Jego rywal Norbert Hofer z prawicowo-populistycznej Austriackiej Partii Wolności (FPOe) Norbert Hofer uzyskał 48,32 proc.
Dane te nie obejmują głosów oddanych listownie; zostaną one policzone w poniedziałek. APA pisze, że prawdopodobnie poprawi się jeszcze wynik Van der Bellena. Powyborcza prognoza firmy ARGE Wahlen przewiduje, że zdobędzie on w sumie 53,3 proc. głosów.
Według wstępnych danych frekwencja wyborcza wyniosła 65,65 proc. ARGE Wahlen przewiduje, że po uwzględnieniu głosów oddanych pocztą wzrośnie ona do 74 proc.
Hofer uznał swą porażkę już po ogłoszeniu wyników sondaży exit poll. Pogratulował Van der Bellenowi zwycięstwa, zapowiedział, że będzie kandydował w następnych wyborach prezydenckich.
Van der Bellen: można wygrać wybory z proeuropejskim przesłaniem
"Wyniki tych wyborów są sygnałem, że moje proeuropejskie poglądy podziela większość wyborców - oświadczył Van der Bellen w wywiadzie dla telewizji publicznej ORF. - W największym interesie Austrii (...) jest bycie członkiem Unii Europejskiej. Ważnym członkiem, który pozytywnie współpracuje". Dodał, że wygrana w Austrii proeuropejskiego kandydata jest ważną wiadomością kierowaną do wszystkich europejskich stolic.
Podkreślił, że jego wybór pokazuje, iż większość wyborców poparła przesłanie "wolności, równości i solidarności".
Później, podczas konferencji prasowej, prezydent elekt obiecał, że będzie przywódcą "wszystkich Austriaków, otwartym i proeuropejskim". "Od początku będę zwracać uwagę na troski i obawy ludzi, którzy na mnie nie głosowali" - zapewni
Gratulacje dla Van der Bellena
Prezydent i premier Francji, Francois Hollande i Manuel Valls, pogratulowali Van der Bellenowi zwycięstwa w austriackich wyborach prezydenckich. "Austriacki naród wybrał Europę i otwartość" - głosi komunikat Pałacu Elizejskiego.

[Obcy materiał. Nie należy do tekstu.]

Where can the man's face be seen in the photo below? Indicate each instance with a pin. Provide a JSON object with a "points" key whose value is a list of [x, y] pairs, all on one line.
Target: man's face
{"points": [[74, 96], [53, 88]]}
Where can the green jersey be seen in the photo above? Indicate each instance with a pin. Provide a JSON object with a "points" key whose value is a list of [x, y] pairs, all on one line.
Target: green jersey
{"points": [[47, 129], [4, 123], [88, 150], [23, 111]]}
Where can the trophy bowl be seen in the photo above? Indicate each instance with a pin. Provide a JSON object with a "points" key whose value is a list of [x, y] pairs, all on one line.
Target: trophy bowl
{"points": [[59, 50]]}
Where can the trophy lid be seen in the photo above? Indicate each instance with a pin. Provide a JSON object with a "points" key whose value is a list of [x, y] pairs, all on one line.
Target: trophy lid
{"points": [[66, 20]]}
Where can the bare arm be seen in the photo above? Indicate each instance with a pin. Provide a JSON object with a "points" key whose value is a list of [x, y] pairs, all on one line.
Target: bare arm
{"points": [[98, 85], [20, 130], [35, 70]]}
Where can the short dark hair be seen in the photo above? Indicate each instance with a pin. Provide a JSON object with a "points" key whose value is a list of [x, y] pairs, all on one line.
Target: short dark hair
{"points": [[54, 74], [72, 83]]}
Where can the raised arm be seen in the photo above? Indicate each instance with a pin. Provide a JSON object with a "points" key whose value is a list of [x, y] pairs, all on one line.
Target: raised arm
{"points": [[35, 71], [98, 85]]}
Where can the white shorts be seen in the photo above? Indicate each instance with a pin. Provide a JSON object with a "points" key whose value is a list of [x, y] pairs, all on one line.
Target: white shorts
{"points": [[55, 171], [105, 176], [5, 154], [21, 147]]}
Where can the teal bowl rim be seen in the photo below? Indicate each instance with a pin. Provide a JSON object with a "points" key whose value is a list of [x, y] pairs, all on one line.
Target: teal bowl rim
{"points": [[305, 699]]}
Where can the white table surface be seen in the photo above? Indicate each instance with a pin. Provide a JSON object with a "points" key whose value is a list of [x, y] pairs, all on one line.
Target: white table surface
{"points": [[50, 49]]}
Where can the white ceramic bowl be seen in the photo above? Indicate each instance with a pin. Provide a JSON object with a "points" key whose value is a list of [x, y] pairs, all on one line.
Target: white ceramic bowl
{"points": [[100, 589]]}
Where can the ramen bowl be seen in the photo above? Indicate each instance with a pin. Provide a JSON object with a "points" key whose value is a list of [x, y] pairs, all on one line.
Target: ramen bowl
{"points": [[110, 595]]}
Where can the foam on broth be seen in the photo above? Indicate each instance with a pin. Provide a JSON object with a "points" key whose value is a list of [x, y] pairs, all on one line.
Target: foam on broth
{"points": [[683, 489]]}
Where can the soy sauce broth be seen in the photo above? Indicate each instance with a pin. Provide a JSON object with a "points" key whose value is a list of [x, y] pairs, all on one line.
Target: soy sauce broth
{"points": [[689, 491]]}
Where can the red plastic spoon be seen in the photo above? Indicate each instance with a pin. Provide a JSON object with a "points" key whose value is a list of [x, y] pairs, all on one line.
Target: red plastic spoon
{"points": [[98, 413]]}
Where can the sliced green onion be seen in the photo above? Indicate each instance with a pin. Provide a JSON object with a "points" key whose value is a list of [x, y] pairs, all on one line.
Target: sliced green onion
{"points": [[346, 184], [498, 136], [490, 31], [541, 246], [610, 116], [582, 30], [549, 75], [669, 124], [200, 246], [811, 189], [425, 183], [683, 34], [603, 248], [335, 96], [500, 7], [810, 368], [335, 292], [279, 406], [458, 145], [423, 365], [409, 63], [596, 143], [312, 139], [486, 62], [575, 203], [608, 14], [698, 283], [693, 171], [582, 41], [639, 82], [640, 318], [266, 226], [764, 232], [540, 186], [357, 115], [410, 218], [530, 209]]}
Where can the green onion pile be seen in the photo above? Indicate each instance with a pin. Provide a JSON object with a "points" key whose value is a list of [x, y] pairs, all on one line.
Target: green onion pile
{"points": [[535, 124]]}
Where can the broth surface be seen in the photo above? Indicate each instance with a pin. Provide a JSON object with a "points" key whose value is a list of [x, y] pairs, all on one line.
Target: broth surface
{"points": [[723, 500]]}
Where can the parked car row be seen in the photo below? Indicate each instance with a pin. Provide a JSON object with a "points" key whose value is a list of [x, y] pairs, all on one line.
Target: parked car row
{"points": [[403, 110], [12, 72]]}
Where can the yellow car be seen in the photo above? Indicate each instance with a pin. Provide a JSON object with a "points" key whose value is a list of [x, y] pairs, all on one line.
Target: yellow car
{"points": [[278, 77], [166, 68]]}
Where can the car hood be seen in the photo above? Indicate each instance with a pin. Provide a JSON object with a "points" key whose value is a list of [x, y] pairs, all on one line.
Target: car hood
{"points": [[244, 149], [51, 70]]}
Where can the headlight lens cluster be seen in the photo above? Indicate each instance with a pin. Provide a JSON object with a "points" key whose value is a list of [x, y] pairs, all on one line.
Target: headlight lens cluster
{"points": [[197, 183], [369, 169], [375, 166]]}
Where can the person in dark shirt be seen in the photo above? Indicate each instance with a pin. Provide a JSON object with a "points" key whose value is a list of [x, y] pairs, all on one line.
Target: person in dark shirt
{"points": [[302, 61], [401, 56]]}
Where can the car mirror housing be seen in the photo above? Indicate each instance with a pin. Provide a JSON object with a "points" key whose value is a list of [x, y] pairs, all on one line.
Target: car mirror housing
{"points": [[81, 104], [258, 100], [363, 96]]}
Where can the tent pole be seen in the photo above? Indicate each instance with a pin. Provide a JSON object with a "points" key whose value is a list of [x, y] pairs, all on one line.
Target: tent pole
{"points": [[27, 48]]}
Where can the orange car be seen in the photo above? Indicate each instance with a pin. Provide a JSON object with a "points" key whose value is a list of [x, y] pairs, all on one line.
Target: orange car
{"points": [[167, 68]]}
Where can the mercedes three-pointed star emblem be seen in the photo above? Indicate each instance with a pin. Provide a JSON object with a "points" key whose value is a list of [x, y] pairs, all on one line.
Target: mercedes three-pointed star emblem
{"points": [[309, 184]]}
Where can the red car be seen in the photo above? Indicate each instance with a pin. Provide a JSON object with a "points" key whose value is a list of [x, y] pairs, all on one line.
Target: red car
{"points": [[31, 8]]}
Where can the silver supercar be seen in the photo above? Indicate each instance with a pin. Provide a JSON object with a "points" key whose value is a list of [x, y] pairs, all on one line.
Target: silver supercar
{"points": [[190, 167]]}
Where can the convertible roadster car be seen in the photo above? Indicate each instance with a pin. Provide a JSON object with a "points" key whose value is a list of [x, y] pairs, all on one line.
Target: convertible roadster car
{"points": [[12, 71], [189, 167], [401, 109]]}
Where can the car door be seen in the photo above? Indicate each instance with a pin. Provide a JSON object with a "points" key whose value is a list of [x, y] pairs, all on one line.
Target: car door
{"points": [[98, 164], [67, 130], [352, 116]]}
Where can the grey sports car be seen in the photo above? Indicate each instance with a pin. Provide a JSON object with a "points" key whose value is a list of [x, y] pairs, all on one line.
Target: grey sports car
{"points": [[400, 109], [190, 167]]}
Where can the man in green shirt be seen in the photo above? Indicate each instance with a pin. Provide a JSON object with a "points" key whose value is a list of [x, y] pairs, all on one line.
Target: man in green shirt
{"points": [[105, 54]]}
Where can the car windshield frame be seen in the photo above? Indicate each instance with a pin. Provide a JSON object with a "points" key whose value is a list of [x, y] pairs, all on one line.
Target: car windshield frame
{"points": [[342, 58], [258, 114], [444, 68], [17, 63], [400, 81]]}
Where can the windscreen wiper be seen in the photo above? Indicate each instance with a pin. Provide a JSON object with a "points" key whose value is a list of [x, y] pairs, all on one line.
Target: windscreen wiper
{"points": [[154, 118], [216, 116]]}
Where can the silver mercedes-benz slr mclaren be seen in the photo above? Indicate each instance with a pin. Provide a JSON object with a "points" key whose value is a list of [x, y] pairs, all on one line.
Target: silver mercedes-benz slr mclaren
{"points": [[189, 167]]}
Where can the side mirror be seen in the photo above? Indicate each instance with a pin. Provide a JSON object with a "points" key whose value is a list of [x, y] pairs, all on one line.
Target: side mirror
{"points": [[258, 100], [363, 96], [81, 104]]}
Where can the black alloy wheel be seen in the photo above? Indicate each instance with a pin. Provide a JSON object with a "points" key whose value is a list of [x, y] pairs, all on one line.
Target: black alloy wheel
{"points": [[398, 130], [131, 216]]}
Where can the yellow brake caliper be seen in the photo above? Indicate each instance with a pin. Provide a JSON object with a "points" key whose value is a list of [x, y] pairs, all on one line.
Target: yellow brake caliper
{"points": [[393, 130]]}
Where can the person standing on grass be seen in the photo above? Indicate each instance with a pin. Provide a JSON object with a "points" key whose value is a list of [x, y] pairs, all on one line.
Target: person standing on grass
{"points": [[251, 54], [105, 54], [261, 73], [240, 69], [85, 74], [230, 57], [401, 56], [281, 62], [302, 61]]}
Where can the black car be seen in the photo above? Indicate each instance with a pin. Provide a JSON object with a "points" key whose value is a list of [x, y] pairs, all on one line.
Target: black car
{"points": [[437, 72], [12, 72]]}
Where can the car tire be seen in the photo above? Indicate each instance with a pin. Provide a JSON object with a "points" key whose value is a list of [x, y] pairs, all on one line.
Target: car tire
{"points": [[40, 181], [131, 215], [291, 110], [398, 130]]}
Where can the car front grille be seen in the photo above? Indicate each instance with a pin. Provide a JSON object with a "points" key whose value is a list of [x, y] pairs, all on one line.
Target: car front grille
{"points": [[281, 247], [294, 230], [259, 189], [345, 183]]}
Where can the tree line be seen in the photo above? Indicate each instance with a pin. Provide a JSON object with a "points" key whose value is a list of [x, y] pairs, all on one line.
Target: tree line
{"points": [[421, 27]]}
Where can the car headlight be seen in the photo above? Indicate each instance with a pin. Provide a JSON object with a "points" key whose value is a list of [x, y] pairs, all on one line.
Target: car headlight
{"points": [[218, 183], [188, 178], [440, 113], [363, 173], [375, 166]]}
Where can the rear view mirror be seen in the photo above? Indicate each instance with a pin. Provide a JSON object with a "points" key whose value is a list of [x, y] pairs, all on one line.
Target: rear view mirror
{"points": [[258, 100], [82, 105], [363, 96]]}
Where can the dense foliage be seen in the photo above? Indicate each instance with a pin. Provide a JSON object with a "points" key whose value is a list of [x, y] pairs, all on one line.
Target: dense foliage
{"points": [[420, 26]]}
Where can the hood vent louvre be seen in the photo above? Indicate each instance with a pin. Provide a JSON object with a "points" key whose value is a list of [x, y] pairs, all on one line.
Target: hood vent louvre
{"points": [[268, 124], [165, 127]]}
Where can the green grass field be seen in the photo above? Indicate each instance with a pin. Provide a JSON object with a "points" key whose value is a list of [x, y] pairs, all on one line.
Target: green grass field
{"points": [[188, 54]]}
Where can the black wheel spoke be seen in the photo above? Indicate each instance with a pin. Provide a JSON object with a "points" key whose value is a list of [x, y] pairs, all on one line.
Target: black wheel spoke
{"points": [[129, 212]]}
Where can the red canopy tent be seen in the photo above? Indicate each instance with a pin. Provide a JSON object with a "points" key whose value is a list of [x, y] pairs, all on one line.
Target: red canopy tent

"Piękne zwycięstwo Alexandra Van der Bellena w Austrii. Populizm nie jest przeznaczeniem Europy" - napisał na Twitterze Valls.
Z kolei prezydent Hollande nazwał wyniki wyborów "uczciwymi i niepodważalnymi".
"W czasie, kiedy stoimy przed trudnymi wyzwaniami, dalszy konstruktywny wkład Austrii w znajdowanie wspólnych europejskich rozwiązań i utrzymanie naszej europejskiej jedności ma w dalszym ciągu decydujące znaczenie" - podkreślił przewodniczący Rady Europejskiej Donald Tusk.